В письмах Чехова весной 1904 года все сильнее проступало настроение, когда-то подмеченное им у брата Николая в последние недели его жизни. Кротость и нежность. Как в начале романа с Книппер, Чехов опять изобретал для жены ласковые обращения: «радость моя», «собачка моя заморская», «супруга моя хорошая», «кашалотик мой милый», «милая моя, замечательная половинка», «лягушечка моя», «единственная женщина», «родная моя», «роднуля», «голубка», «жена моя великолепная», «женушка», «комарик мой», «милая моя конопляночка», «милый мой зяблик», «актрисуля моя хорошая».
Повторял, что любит ее больше всех на свете, и часто заканчивал письма жене словами: «Господь с тобой»; «Благословляю тебя», «Христос с тобой». Говорил ей, будто на память: «Не забывай о своем муже»; — «Помни, что я тебя люблю»; — «Вспоминай, думай обо мне»; — «Не забывай меня, думай иногда о человеке, с которым ты когда-то венчалась»; — «Живи и спи спокойно, мечтай и вспоминай о своем муже». Он готов был ехать к ней в Петербург.
Она писала почти каждый день, и он был благодарен ей безмерно: «Ведь я тебя люблю, и письма твои люблю, и твою игру на сцене, и твою манеру ходить.

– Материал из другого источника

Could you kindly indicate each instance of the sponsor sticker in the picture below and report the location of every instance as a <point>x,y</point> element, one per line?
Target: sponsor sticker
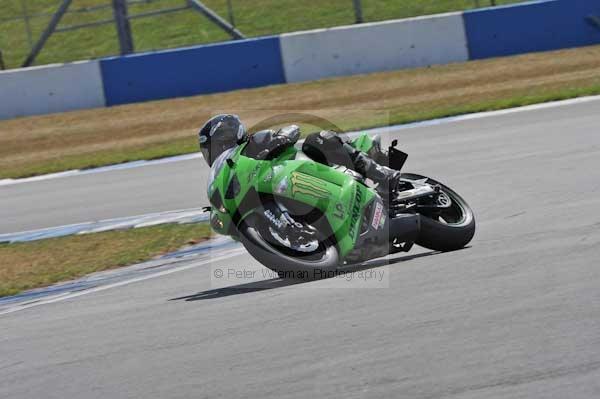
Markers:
<point>377,216</point>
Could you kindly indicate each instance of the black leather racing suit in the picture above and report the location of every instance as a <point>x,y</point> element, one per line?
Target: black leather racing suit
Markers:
<point>326,147</point>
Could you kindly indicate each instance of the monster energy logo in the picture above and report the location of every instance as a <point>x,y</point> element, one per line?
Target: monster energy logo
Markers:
<point>308,185</point>
<point>355,212</point>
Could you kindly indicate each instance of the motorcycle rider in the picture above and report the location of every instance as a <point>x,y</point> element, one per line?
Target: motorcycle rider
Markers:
<point>226,131</point>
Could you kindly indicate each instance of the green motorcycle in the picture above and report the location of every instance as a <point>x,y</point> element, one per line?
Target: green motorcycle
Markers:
<point>299,217</point>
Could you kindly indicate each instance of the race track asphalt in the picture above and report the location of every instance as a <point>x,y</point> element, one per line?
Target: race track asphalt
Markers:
<point>515,315</point>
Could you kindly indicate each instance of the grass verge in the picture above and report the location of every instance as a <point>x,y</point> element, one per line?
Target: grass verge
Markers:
<point>41,263</point>
<point>252,17</point>
<point>89,138</point>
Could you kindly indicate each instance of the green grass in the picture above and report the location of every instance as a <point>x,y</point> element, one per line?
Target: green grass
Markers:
<point>41,263</point>
<point>189,145</point>
<point>252,17</point>
<point>102,158</point>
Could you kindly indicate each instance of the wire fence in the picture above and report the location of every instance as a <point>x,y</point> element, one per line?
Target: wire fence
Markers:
<point>88,29</point>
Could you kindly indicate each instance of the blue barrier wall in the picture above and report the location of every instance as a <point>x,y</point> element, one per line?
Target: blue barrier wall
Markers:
<point>535,26</point>
<point>190,71</point>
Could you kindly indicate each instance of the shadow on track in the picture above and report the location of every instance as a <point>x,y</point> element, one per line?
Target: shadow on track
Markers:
<point>279,283</point>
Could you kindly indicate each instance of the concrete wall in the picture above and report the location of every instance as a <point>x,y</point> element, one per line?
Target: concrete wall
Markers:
<point>530,27</point>
<point>374,47</point>
<point>438,39</point>
<point>51,88</point>
<point>190,71</point>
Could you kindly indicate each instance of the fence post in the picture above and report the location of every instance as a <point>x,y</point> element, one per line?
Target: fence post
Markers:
<point>230,12</point>
<point>47,32</point>
<point>358,11</point>
<point>215,18</point>
<point>123,27</point>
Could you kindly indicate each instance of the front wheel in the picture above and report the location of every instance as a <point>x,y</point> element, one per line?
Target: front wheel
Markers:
<point>445,229</point>
<point>309,262</point>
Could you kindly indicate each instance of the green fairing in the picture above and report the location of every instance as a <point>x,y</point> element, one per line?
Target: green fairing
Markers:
<point>338,195</point>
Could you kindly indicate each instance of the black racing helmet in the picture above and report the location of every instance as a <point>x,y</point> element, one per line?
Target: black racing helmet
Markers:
<point>219,134</point>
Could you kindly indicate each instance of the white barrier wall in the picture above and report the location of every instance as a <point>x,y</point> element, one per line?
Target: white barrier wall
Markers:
<point>373,47</point>
<point>51,88</point>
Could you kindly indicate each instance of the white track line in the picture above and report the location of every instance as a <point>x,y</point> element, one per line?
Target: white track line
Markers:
<point>65,296</point>
<point>380,130</point>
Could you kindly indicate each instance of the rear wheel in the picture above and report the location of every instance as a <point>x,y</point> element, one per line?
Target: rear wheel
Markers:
<point>446,229</point>
<point>309,261</point>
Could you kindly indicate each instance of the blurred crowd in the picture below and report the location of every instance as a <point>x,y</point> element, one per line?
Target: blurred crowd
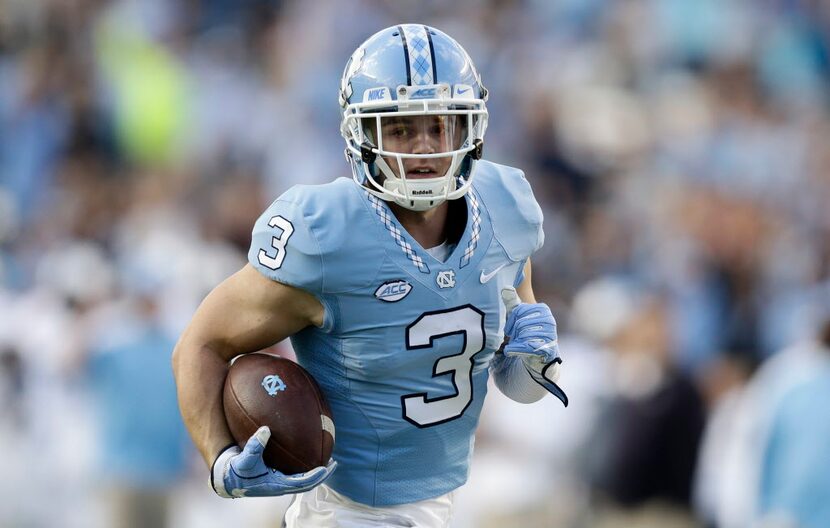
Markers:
<point>680,150</point>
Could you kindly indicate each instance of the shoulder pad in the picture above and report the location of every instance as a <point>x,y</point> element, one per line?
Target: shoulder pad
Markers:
<point>309,236</point>
<point>516,216</point>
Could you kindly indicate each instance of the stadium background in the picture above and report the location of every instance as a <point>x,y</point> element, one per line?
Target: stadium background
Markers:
<point>680,150</point>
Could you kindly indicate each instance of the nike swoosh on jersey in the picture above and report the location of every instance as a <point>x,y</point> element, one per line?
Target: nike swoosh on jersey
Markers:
<point>487,276</point>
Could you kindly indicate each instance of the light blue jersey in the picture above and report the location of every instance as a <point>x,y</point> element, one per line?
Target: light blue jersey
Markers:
<point>404,351</point>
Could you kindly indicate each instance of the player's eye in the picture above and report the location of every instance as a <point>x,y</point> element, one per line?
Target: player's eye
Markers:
<point>398,131</point>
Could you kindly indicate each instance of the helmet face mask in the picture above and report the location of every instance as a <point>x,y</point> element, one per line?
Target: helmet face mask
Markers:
<point>408,139</point>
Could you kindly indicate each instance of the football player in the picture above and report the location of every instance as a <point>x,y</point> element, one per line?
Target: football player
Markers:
<point>397,288</point>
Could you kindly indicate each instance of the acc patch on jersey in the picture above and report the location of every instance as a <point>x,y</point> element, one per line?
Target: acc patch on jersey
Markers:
<point>393,291</point>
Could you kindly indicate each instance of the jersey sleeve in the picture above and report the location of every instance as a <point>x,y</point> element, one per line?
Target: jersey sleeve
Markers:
<point>284,248</point>
<point>517,217</point>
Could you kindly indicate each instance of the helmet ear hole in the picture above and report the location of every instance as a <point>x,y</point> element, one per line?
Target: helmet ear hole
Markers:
<point>478,149</point>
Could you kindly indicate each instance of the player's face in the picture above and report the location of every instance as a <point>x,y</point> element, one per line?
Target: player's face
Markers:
<point>430,134</point>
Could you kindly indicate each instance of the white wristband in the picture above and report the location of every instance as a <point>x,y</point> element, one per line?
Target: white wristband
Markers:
<point>219,468</point>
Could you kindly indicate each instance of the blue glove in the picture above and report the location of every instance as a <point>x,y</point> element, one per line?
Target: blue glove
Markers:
<point>243,473</point>
<point>531,333</point>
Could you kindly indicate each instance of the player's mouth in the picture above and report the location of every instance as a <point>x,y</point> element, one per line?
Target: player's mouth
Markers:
<point>421,172</point>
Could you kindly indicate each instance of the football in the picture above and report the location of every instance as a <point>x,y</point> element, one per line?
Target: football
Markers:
<point>264,389</point>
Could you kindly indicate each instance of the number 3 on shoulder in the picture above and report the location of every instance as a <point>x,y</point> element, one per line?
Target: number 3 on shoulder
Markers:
<point>277,243</point>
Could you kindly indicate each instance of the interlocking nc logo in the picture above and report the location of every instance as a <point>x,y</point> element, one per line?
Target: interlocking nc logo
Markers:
<point>272,384</point>
<point>445,279</point>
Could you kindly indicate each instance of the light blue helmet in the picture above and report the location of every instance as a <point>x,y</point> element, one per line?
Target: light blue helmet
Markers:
<point>399,75</point>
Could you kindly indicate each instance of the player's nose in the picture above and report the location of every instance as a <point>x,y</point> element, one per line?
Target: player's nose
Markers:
<point>424,143</point>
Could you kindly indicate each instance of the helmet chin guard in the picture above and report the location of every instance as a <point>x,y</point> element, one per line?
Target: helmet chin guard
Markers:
<point>414,116</point>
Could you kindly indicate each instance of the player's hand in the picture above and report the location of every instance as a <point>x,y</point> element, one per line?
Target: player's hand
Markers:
<point>531,333</point>
<point>243,473</point>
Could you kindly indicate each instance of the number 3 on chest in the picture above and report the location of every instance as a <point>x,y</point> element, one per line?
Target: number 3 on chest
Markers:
<point>466,320</point>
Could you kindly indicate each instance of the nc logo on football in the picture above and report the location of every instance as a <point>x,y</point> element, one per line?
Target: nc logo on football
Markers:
<point>393,291</point>
<point>272,384</point>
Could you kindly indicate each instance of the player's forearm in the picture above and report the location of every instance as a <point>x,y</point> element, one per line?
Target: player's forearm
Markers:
<point>200,374</point>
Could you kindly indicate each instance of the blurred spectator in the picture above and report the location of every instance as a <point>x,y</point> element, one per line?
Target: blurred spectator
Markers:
<point>143,445</point>
<point>795,474</point>
<point>647,439</point>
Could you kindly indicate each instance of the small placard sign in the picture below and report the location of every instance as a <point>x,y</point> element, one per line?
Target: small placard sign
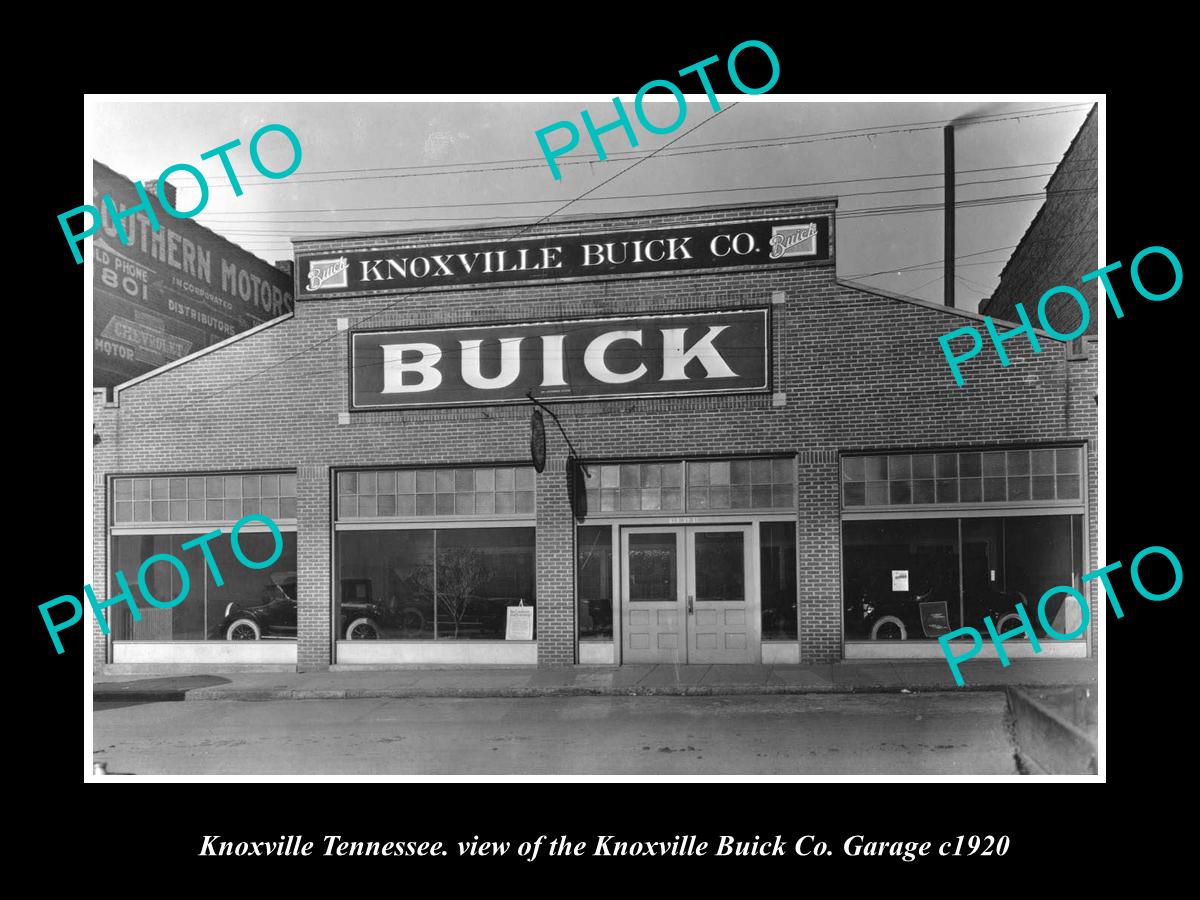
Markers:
<point>520,624</point>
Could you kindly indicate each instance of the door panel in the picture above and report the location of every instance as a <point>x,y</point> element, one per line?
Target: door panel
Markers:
<point>689,595</point>
<point>720,595</point>
<point>653,606</point>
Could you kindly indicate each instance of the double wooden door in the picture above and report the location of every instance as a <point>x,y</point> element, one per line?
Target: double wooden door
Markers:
<point>689,594</point>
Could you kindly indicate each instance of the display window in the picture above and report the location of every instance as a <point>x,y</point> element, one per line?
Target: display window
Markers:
<point>401,581</point>
<point>922,577</point>
<point>157,515</point>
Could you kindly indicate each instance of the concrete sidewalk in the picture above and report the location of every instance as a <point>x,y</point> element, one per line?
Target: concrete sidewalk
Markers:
<point>870,677</point>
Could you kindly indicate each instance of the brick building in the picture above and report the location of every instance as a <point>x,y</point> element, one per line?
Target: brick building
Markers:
<point>779,466</point>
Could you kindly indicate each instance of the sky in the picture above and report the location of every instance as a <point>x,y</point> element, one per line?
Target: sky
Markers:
<point>407,163</point>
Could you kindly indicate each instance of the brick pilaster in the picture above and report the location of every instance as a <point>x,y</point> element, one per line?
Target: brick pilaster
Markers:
<point>556,564</point>
<point>313,556</point>
<point>819,587</point>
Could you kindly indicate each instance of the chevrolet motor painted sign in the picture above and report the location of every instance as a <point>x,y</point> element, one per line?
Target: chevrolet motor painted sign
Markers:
<point>718,352</point>
<point>609,253</point>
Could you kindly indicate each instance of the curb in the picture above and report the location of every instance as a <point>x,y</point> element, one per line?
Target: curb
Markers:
<point>1048,743</point>
<point>720,690</point>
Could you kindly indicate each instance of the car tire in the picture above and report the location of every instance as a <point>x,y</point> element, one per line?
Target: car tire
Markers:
<point>363,629</point>
<point>1002,625</point>
<point>888,621</point>
<point>244,630</point>
<point>412,622</point>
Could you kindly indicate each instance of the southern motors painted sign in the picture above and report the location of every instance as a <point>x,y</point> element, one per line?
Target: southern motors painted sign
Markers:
<point>561,256</point>
<point>719,352</point>
<point>172,292</point>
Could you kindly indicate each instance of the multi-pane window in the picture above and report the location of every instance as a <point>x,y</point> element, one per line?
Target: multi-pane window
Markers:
<point>203,498</point>
<point>1043,474</point>
<point>917,580</point>
<point>426,583</point>
<point>415,493</point>
<point>691,486</point>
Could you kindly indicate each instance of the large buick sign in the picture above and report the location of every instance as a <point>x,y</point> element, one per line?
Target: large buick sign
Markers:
<point>787,241</point>
<point>720,352</point>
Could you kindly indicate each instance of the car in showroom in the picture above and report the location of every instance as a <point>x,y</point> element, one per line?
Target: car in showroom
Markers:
<point>271,615</point>
<point>882,613</point>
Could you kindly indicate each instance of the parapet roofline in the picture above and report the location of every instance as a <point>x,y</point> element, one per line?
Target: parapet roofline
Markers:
<point>197,354</point>
<point>937,306</point>
<point>198,225</point>
<point>301,243</point>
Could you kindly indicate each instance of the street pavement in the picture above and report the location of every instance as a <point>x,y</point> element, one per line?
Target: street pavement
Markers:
<point>365,683</point>
<point>924,733</point>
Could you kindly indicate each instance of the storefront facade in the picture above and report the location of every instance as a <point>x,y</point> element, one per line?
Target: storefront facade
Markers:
<point>777,466</point>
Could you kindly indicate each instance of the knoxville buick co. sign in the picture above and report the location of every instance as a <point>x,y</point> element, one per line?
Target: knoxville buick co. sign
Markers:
<point>635,252</point>
<point>719,352</point>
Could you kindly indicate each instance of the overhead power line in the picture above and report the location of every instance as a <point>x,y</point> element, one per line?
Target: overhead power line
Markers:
<point>421,289</point>
<point>619,155</point>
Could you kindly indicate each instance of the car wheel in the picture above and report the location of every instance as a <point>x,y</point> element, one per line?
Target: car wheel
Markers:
<point>889,628</point>
<point>1002,625</point>
<point>413,622</point>
<point>361,630</point>
<point>244,630</point>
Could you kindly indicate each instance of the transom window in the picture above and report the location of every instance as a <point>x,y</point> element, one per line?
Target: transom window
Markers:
<point>426,493</point>
<point>203,498</point>
<point>691,486</point>
<point>1041,475</point>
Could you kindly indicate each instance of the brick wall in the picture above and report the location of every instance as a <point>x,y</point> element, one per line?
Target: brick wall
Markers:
<point>1060,245</point>
<point>859,370</point>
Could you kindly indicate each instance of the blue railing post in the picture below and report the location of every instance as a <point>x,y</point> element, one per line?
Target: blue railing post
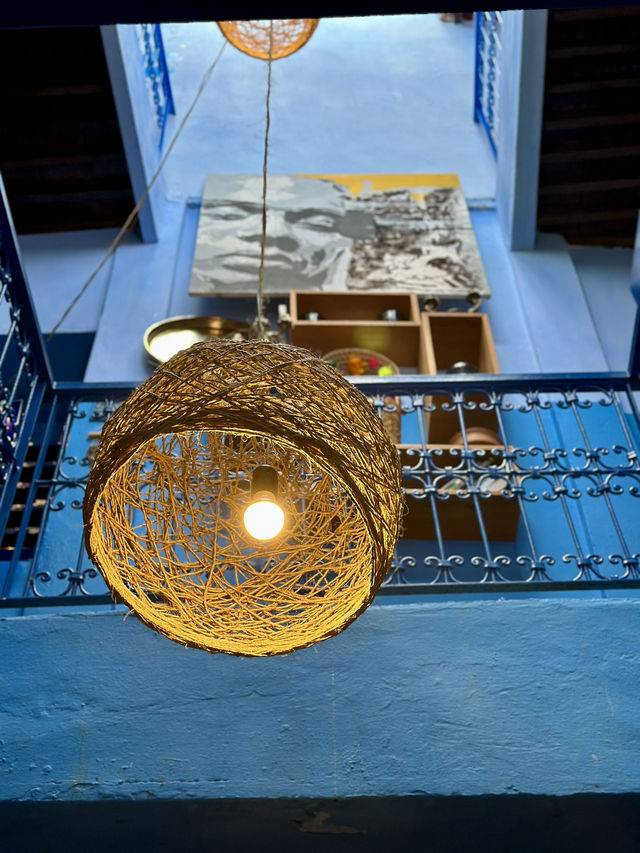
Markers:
<point>634,359</point>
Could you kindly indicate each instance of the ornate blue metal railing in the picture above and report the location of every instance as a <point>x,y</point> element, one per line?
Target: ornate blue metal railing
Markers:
<point>157,73</point>
<point>551,503</point>
<point>486,109</point>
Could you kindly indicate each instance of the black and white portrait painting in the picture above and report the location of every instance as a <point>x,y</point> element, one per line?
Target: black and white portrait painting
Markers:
<point>342,233</point>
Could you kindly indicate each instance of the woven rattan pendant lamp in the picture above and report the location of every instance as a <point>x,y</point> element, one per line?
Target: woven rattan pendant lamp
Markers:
<point>264,39</point>
<point>223,429</point>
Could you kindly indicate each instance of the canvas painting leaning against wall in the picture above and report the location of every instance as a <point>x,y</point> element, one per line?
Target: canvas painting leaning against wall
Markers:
<point>337,232</point>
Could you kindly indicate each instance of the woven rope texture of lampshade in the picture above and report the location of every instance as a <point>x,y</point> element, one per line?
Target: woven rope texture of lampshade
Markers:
<point>253,37</point>
<point>166,495</point>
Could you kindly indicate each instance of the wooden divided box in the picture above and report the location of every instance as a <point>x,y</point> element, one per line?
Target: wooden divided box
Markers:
<point>354,320</point>
<point>449,339</point>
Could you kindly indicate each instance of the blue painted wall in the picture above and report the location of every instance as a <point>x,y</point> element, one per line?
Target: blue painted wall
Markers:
<point>439,696</point>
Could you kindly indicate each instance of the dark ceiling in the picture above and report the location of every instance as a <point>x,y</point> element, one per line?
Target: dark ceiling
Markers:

Не люблю только, когда ты долго болтаешься около рукомойника». В последнем письме из Петербурга в Ялту она написала мужу: «Дуся моя, ты тоскуешь, я это чувствую. Если бы я сумела сделать твою жизнь легкой, приятной, толковой! Я ничего не умею делать в жизни, треплюсь зря и других треплю. Зла никому не желаю, а вместе с тем как будто всем только зло делаю. А в душе всегда мечта о какой-то прекрасной возможной жизни…»
О летних планах она писала прямо: «В Ялту мне ужасно не хочется, откровенно говорю, там такая тяжкая атмосфера. Конечно, если тебе хочется и если это необходимо, то поеду, жить везде можно. Будь здоров, дорогой мой, целую нежно, люблю тебя. Кланяюсь всем».
Чехов признался в последнем письме из Ялты: «Вчера я был нездоров, сегодня тоже, но сегодня мне все-таки легче; не ем ничего, кроме яиц и супа. Идет дождь, погода мерзкая, холодная. Собачка, собачка, я так соскучился по тебе! Ну, Христос с тобой, радость. Твой А».
* * *
В Москву Чехов выехал 1 мая. Дорога далась ему с трудом, он ничего не ел и приехал, по его выражению, «совершенно развинченный». И не только не выходил из дома (квартиру сняли в Леонтьевском переулке, том самом, куда Чехов в 1882 году ходил в редакцию «Будильника»), Но даже не вставал с постели: жар, кашель, слабость.